What a Season Does to a Building

Architecture is designed for a climate but experienced in weather. The same building reads differently in every season, and the season it was designed for is not always the season that suits it best.
A colonnaded facade that was drawn for a southern sun becomes something else entirely under a grey northern sky. The shadows that were supposed to give it depth are absent. The stone that would have glowed amber in heat looks cold and institutional in low winter light. The building is not worse. It is simply not the building its architect imagined, because the climate the drawings assumed has not arrived.
The reverse also happens. A building designed for a temperate, overcast country, with modest windows and deep reveals calibrated for diffuse northern light, can be overwhelming in full Mediterranean sun. The interiors go dark at the wrong hours. The deep eaves that were meant to shelter become obstructions. What was sensitive in one context becomes a misread in another.
Seasonal change is the long version of this.
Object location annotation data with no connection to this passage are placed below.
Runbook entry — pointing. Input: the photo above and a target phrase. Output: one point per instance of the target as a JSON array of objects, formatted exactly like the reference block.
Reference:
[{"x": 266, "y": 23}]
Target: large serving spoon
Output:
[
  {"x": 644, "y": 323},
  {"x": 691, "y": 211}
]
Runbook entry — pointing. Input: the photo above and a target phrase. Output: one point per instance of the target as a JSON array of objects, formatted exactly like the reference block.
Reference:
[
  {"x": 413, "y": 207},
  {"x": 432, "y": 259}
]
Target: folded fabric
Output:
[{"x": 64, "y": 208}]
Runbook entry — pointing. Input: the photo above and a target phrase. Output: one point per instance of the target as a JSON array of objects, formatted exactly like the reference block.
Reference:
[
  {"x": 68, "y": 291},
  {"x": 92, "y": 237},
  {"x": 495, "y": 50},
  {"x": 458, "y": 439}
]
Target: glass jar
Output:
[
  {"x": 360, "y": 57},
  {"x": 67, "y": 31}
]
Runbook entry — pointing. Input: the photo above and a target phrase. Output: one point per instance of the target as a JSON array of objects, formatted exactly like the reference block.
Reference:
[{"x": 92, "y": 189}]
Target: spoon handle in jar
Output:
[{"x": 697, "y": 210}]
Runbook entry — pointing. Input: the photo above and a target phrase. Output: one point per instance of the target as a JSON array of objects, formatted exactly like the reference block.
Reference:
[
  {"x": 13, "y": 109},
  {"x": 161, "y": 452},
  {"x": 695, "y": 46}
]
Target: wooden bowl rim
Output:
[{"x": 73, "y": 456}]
A garden building that barely registers in summer, when it sits behind the fullness of the planting, becomes the dominant element in winter when everything around it has gone back. A glazed structure that reads as greenhouse in July reads as lantern in December. The building has not changed. The context around it has.
Editorial photography of architecture is almost always made in a single season, often in the season most flattering to the brief. What it misses is the character that emerges in the other three. A building's truest argument about itself is the one it makes in the season nobody planned to photograph it in, when its relationship to the light and the landscape is something its designers may not have anticipated and its owners may not have noticed until someone stood outside with a camera on a morning in February.